Bizim bakımızdan mesele sadece HDP'nin yanında durma meselesi değil. Kürt meselesinde özellikle bulunduğumuz her yerde bu konuyu anlatmaya, şovenizme karşı mücadelede adımlar atmaya çalışıyoruz. 7 Haziran seçimlerinde HDP'yi destekledik. HDP birlikte mücadele ettiğimiz bir parti. Şüphesiz HDP ile temas halinde ortak bir mücadele olarak sürecektir. HDP zaten bir güç, bunun yanında HDP dışındaki sosyalistlerin de bir toplumsal gücü var. Oransal olarak karşılaştırmanın çok anlamı yok ve onun dışında bir de geniş sosyal demokrat kitleler var. Bizim oluşturacağımız inisiyatif bunların hepsi ile temas halinde olabilir, HDP ile ittifak halinde, o tabanı bu mücadeleye çekecek bir hat izlediğinde daha faydalı olacaktır diye düşünüyorum. HDP'yi dışında tutan ya da herhangi bir temassızlık hali olmaz. Bizim zaten öyle bir hattımız çizgimiz yok.

İktidar da elini çabuk tutuyor. Anayasa Paketi konusunda MHP ile anlaşma sağlandı. Başkanlık paketi, yakında, belki de haftaya Meclis'te olacak....

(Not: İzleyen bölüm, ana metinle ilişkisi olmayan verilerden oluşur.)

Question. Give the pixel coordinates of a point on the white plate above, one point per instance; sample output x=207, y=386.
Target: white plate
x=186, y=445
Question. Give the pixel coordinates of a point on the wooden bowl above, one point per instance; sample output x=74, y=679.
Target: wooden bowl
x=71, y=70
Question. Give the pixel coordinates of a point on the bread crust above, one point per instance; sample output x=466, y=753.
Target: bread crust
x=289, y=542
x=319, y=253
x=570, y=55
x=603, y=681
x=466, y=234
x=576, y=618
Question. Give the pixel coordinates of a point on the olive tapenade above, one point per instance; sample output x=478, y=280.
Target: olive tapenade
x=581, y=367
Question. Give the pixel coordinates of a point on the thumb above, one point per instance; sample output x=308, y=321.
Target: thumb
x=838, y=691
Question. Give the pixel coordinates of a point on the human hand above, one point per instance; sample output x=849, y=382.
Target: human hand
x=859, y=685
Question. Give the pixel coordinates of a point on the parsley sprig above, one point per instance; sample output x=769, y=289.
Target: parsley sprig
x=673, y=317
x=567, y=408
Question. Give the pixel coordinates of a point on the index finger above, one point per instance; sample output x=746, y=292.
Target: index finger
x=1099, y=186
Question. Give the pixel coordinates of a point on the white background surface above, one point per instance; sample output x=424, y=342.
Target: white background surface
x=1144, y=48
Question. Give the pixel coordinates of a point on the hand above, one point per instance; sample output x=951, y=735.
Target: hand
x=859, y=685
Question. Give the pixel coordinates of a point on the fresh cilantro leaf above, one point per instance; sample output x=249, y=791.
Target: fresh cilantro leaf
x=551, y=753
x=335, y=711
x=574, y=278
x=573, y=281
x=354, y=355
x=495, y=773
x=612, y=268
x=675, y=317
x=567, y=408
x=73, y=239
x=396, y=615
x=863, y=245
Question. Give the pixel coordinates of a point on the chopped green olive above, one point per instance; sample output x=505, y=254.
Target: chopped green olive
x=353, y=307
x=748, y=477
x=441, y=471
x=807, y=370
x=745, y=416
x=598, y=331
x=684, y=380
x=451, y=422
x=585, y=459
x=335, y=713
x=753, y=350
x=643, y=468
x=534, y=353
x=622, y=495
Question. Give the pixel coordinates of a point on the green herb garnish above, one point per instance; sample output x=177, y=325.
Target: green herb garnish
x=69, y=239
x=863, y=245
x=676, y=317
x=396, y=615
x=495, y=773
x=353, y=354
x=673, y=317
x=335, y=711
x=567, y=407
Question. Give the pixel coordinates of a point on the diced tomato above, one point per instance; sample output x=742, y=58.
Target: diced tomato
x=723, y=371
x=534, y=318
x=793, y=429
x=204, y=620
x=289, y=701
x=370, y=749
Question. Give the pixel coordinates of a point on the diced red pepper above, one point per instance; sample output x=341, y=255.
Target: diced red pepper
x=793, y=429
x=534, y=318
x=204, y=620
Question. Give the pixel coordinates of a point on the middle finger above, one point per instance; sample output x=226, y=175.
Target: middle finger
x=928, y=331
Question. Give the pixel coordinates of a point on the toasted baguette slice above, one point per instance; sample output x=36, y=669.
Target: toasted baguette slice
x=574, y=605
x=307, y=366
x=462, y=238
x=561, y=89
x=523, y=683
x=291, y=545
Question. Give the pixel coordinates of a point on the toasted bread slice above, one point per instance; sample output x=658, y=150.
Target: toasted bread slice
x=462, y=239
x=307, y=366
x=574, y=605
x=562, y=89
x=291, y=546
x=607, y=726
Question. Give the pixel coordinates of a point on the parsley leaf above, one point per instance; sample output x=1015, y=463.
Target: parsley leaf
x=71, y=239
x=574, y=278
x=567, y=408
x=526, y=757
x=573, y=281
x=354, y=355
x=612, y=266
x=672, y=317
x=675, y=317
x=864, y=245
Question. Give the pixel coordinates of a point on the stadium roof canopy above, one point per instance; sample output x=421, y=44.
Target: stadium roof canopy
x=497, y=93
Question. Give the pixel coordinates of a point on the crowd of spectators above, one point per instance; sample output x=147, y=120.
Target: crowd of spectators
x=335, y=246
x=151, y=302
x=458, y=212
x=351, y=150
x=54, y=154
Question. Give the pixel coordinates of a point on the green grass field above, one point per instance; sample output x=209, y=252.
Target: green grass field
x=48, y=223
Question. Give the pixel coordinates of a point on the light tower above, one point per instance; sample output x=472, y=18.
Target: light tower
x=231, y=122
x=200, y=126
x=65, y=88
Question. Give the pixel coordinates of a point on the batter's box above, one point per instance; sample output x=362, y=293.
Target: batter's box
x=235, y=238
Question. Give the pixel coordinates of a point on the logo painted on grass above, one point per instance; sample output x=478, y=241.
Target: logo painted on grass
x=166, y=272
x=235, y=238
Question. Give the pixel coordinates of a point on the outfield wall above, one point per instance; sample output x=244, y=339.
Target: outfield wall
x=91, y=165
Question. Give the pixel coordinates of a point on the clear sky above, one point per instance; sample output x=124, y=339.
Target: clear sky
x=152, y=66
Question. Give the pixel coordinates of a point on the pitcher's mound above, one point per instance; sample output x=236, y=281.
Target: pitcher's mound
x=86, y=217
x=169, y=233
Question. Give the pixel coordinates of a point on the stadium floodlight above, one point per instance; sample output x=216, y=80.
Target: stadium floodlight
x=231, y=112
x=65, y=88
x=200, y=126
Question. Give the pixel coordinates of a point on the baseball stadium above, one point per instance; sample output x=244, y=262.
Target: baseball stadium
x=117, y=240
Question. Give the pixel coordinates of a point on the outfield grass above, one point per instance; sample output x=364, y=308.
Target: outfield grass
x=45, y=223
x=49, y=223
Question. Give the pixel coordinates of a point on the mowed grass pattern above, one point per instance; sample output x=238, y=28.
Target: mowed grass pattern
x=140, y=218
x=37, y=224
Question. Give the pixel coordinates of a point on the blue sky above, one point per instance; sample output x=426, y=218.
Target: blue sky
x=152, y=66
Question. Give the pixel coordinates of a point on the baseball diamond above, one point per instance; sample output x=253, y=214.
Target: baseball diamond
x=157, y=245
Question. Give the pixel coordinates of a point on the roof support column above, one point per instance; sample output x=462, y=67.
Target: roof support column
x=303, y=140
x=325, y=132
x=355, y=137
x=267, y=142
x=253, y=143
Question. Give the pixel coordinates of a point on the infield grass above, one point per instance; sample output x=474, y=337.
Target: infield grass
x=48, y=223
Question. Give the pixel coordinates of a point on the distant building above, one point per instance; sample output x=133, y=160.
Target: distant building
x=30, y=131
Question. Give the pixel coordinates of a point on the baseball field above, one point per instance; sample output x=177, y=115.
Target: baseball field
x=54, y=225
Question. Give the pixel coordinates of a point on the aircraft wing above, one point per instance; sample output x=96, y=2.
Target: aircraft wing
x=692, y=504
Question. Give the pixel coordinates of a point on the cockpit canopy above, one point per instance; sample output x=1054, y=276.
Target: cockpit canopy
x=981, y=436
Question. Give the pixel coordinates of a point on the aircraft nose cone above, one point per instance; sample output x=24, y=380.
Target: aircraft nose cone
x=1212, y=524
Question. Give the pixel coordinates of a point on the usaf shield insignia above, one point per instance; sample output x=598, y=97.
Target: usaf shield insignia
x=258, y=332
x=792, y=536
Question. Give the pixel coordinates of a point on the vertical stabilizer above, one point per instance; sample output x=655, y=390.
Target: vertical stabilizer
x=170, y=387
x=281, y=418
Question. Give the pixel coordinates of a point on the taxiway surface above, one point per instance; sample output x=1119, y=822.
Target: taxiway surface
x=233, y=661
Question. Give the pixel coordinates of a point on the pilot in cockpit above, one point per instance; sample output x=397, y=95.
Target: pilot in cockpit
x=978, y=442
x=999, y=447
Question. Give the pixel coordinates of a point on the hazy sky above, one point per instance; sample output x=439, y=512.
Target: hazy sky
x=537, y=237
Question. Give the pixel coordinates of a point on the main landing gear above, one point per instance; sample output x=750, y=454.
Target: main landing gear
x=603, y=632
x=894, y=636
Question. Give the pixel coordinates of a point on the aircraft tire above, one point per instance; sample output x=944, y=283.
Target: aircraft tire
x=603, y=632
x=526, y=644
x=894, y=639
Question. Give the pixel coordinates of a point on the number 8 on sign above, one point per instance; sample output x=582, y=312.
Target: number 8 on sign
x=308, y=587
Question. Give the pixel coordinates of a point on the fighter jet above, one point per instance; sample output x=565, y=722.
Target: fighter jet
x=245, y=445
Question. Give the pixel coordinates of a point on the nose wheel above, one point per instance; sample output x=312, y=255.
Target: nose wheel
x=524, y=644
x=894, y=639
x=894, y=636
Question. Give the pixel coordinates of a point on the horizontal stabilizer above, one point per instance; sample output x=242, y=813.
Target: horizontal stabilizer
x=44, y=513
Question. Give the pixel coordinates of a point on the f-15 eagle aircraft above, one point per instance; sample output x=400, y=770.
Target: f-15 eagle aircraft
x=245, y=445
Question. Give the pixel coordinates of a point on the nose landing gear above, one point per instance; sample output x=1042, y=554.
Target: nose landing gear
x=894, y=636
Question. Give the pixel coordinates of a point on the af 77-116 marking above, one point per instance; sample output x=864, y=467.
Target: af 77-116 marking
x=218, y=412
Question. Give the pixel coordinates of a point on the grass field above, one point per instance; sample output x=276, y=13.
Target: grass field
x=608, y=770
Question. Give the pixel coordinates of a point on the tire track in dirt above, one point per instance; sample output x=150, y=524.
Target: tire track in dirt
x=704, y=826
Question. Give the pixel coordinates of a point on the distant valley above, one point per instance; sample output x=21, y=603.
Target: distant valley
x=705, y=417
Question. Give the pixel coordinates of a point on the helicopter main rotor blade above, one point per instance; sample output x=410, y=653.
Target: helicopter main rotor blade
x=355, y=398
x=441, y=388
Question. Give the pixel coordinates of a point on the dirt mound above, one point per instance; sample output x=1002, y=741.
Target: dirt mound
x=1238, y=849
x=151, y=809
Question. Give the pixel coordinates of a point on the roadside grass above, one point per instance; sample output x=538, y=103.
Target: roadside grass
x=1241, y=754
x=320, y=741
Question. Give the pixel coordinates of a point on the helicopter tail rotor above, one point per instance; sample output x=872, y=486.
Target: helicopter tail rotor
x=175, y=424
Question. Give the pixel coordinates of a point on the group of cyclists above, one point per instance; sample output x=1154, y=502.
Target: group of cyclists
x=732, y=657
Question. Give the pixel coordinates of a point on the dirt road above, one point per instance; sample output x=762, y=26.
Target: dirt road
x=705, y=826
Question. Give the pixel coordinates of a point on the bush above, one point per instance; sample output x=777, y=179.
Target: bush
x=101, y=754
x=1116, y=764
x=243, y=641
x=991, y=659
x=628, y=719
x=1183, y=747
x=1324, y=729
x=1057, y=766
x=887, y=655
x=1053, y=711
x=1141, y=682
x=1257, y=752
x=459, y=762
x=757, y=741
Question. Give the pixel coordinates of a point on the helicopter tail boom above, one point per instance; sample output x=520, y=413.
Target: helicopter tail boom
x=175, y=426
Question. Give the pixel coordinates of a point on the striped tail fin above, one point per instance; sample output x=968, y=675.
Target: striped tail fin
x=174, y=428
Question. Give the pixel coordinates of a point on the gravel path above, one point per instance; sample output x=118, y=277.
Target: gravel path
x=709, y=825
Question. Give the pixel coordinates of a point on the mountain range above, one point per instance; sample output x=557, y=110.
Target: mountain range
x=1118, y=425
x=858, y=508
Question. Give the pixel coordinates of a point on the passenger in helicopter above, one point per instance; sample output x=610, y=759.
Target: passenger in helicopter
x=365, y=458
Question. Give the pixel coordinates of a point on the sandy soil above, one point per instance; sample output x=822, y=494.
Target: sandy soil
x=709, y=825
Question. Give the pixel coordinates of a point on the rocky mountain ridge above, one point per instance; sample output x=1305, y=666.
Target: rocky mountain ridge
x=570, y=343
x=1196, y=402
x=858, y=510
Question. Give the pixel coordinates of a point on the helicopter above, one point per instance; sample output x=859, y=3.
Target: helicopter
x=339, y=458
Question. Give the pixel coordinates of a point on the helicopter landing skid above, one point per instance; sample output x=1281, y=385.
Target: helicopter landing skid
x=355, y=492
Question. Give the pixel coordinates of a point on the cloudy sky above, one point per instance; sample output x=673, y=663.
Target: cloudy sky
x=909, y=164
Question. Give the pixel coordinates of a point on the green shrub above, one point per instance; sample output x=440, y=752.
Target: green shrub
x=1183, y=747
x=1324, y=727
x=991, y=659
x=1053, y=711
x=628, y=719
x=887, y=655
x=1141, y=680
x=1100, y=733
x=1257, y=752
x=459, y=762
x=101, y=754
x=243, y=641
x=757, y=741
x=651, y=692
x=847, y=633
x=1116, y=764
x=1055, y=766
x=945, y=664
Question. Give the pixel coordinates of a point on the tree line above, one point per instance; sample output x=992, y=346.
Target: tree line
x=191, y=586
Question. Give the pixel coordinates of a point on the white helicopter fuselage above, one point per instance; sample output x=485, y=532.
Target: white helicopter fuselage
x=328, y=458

Başkanlık tartışmalarında teknik olarak her ne yapacaklarsa yapsınlar, şu an var olan baskı ortamından ayrı bir şey olacağını düşünmüyorum. “Başkanlığa hayır" diyenlere bunu propaganda yapmak için bile bir alan tanımayacaklar. Çünkü bunu yaptığı anda başkanlık ihtimali ortada kalmaz. HDP eşgenel başkanlarının, milletvekillerinin tutuklanması, Cumhuriyet gazetesinin susturulması, CHP Genel Başkan Yardımcısının kurşunlanması, başka bir yerde CHP'nin kundaklanması, derneklerin kapatılması, bunların hepsi gösteriyor ki, başkanlık yoluna giderken, çıkabilecek engelleri bertaraf etmek istiyorlar. Dolayısıyla bu süreç böyle gidecektir. Sosyalistlerin bu süreçte yapması gereken şey, her türlü mücadele yolunu denemek. Gazetemiz kapanıyorsa kapı kapı dolaşacağız, kentin meydanlarında stant açılmasına izin vermiyorlarsa başka yol ve yöntemler arayacağız. Her türlü demokratik yol ve yöntemi kullanarak bu süreçte başkanlık rejimini engellemek önemli. Bunun için sosyalistlerin birlikte hareket etmesinin ortak bir tutum geliştirmesinin önemli olduğunu düşünüyoruz.